UC Irvine’s Chancellor, Michael Drake, opened the event with remarks discussing the functions of the budget, fees, and the value of education. Following, Drake addressed student questions regarding the hike in fees. Drake was accompanied by Michael R. Gottfredson, Executive Vice Chancellor and Provost of UCI, and Paul Henisey, Chief of UCI Police Department.
Drake mentioned that efforts like the letter writing campaign in December, where students united to write to Sacramento about their concerns, were key in addressing discontentment with the fee increase.
After explaining how UC campuses are still receiving financial support and offering the Blue and Gold Opportunity plan to help ameliorate high tuition fees, Drake reminded his audience that, “we are all committed to the gold standard of higher education.”
According to Drake, his Blue and Gold Opportunity Plan allows students with family incomes below $70,000 to pay no systemwide fees during the course of the 2010-11 academic year.
Furthermore, Drake mentioned that family incomes exceed $70,000, other grants and scholarships are available.
After Drake’s remarks, a broad range of student questions were addressed.
When asked about why many Humanities programs were being cut, Gottfredson, clarified that cutbacks in the Humanities department were not drawn disproportionately in comparison to other departments.
When students expressed doubt that their efforts to communicate with Sacramento were taken into regards, Drake reaffirmed that the, “advocacy to Sacramento [had] worked.”
When asked what he would do in the students’ place, Drake replied that he would focus where the problem is, and this, he believed was at the state level.
In regards to student-felt injustice with the UC system, Drake responded with reassurance that the UC Regents’ budget is public as well as their meetings, despite the Nov. 18 and 19 UCLA stand-off at which students were banned from re-entering the UC Regents’ meeting.
Students also expressed that they felt their first amendment rights were violated by UCPD not only at the UCLA protest but during instances on the UCI campus. The examplewhere posters advertising the protests on campus were taken down by UCIPD was raised.

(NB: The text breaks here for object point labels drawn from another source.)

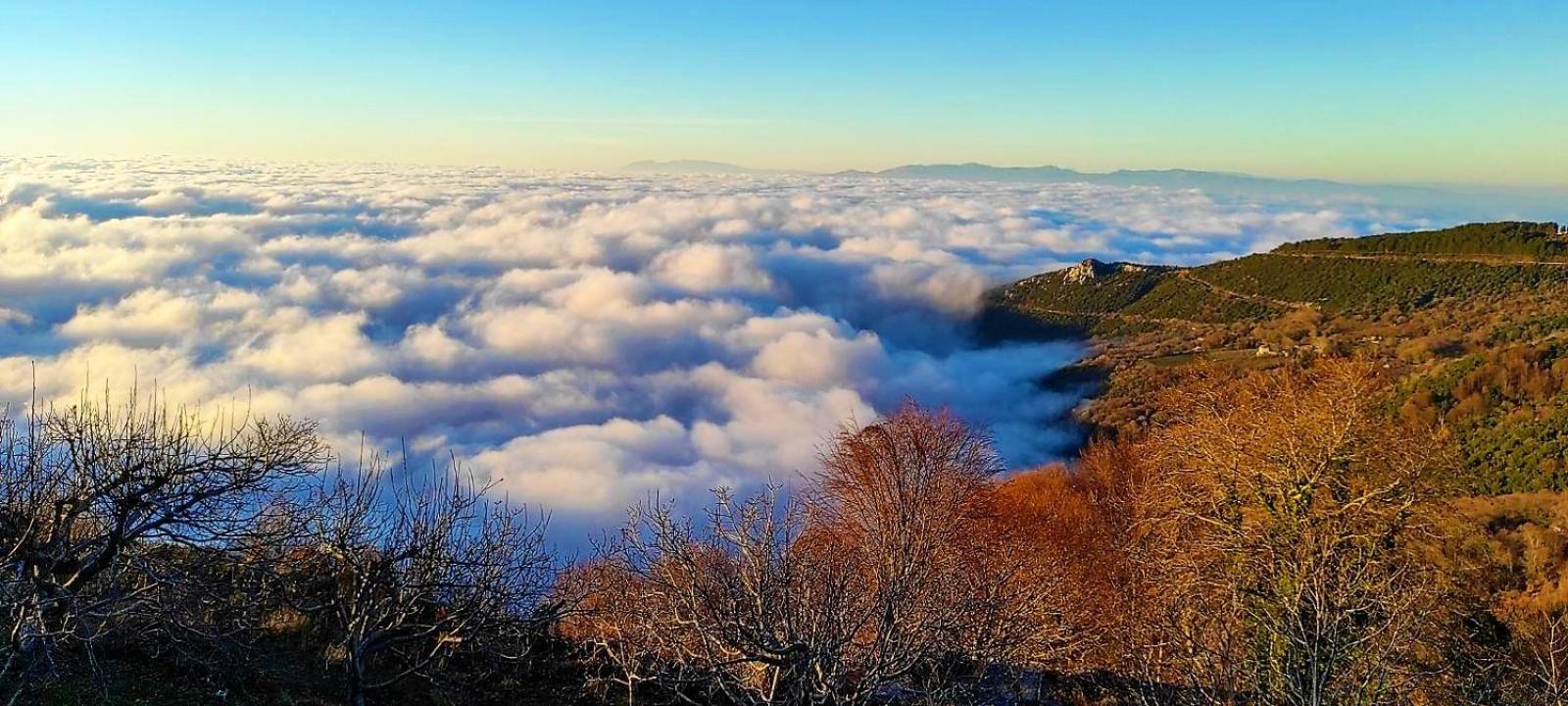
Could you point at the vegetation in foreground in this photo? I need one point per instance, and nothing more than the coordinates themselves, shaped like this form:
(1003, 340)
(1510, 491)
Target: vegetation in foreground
(1363, 510)
(1277, 537)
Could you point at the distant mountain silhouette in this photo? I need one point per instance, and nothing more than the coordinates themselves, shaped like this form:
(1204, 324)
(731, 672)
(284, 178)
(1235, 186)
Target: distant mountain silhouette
(1470, 203)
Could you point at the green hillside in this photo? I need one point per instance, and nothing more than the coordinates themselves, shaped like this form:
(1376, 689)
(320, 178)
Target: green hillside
(1473, 318)
(1335, 275)
(1509, 239)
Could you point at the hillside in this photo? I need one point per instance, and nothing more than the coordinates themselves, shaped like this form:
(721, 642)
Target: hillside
(1474, 319)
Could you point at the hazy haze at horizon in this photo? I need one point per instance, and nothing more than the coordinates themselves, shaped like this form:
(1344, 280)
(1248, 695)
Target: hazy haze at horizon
(1395, 91)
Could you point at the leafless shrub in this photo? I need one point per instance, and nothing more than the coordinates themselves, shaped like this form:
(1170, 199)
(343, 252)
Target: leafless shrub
(402, 573)
(883, 577)
(101, 504)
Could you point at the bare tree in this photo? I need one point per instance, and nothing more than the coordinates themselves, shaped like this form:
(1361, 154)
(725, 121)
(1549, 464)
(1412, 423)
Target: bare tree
(410, 572)
(98, 501)
(1286, 520)
(885, 575)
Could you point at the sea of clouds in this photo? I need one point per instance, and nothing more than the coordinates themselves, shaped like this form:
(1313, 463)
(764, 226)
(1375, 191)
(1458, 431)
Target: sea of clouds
(579, 339)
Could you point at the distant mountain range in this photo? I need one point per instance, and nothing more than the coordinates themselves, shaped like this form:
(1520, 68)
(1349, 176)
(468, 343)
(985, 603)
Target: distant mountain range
(1463, 201)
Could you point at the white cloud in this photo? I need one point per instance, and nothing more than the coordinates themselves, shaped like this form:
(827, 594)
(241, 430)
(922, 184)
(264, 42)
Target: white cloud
(584, 339)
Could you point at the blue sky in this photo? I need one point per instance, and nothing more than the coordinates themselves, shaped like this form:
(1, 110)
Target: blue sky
(1410, 91)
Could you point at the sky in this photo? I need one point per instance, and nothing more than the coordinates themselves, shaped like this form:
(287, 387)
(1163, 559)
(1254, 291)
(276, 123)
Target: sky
(1388, 91)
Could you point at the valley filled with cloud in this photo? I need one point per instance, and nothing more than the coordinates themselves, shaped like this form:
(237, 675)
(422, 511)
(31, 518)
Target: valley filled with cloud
(580, 341)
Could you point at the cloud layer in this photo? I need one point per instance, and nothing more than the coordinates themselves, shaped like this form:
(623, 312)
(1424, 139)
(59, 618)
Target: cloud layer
(580, 339)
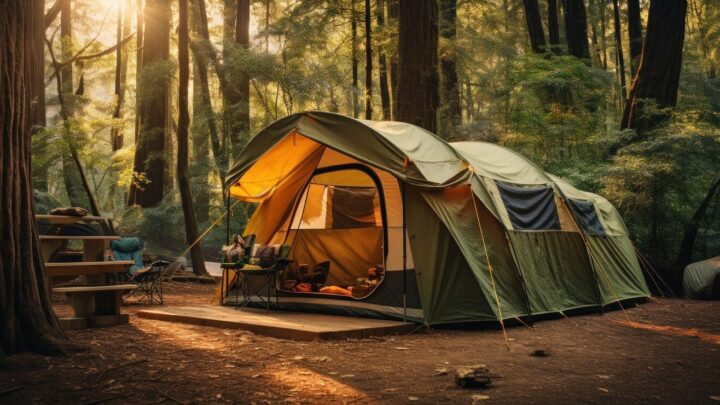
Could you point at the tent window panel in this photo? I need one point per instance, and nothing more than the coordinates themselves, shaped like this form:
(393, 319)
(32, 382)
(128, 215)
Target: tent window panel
(352, 207)
(587, 216)
(530, 208)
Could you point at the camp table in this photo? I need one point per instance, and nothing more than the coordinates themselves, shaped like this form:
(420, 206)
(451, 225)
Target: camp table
(268, 279)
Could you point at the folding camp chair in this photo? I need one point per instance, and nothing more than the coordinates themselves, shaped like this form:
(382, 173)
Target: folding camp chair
(147, 278)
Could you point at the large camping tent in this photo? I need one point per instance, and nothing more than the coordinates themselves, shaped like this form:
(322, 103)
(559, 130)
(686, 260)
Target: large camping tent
(466, 231)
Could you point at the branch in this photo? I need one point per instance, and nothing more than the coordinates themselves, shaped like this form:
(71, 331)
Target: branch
(53, 12)
(80, 57)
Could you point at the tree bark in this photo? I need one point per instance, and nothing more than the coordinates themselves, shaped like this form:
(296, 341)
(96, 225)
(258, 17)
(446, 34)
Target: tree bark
(576, 28)
(183, 175)
(27, 320)
(38, 118)
(619, 52)
(239, 126)
(635, 31)
(418, 96)
(368, 61)
(685, 256)
(354, 50)
(553, 27)
(71, 176)
(393, 21)
(203, 117)
(602, 6)
(534, 25)
(382, 66)
(123, 28)
(140, 37)
(150, 148)
(450, 113)
(658, 75)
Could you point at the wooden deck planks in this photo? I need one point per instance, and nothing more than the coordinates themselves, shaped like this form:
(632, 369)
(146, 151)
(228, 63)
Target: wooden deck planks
(279, 324)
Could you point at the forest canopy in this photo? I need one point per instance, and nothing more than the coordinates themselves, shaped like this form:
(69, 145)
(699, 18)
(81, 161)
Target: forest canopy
(569, 84)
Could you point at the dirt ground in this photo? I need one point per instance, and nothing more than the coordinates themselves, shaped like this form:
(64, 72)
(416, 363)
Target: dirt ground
(667, 351)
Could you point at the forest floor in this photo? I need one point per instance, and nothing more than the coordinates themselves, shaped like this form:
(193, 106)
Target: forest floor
(670, 354)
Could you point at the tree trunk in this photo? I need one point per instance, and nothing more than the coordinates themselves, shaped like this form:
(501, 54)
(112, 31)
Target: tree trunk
(597, 55)
(27, 320)
(619, 52)
(450, 113)
(239, 125)
(148, 183)
(553, 27)
(418, 96)
(368, 61)
(140, 37)
(691, 229)
(38, 118)
(576, 28)
(202, 119)
(602, 6)
(658, 75)
(635, 31)
(183, 175)
(393, 21)
(71, 177)
(201, 49)
(534, 25)
(382, 66)
(354, 50)
(123, 28)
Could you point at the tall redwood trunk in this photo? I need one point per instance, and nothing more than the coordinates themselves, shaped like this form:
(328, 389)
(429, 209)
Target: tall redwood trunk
(354, 50)
(393, 21)
(149, 163)
(691, 229)
(240, 126)
(635, 31)
(27, 320)
(368, 61)
(122, 28)
(450, 114)
(534, 26)
(576, 28)
(183, 175)
(36, 81)
(71, 176)
(553, 26)
(658, 75)
(619, 52)
(202, 118)
(382, 66)
(418, 82)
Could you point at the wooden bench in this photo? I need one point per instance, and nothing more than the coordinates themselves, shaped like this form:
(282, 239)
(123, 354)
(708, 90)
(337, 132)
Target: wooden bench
(86, 268)
(95, 306)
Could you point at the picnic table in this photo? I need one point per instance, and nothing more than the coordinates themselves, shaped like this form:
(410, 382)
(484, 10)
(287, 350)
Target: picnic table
(95, 302)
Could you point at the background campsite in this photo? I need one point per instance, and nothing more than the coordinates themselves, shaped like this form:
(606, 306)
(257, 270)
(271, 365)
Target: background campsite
(141, 111)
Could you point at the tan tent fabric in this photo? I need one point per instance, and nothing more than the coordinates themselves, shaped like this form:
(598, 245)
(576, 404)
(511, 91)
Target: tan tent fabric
(447, 189)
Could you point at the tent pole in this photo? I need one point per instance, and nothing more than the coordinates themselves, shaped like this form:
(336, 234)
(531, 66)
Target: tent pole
(227, 218)
(522, 278)
(402, 190)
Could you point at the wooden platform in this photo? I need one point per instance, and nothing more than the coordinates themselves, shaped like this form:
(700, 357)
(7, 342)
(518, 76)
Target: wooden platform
(279, 324)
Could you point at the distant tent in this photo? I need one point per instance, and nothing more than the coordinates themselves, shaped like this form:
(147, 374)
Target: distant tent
(466, 231)
(701, 280)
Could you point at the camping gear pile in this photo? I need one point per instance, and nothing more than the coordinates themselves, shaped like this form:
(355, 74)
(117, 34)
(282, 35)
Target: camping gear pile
(465, 231)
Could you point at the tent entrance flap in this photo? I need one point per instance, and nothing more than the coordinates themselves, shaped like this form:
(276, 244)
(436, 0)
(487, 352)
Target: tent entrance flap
(338, 234)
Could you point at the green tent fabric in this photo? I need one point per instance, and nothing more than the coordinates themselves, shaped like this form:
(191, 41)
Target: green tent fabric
(452, 214)
(701, 280)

Henisey confirmed that the treatment of student protesters at UCLA was in review while any other possible violations could be addressed to him. He also stated he was not aware of the incident on campus.
Drake reassured the students that he was working with the UC Regents and Washington D.C. to assure that students receive a quality education.
His philosophy regarding a public education was summed up in a few words.
“The best fees are no fees,” Drake said.
The wife of a worker was present at the forum and wanted to discuss outsourcing, but Drake explained that the forum was not for collective bargaining.
The audience occasionally shouted out words of discontent when they felt a question was not addressed properly, but despite the tension in the room, the forum offered channels for students to vocalize frustrations.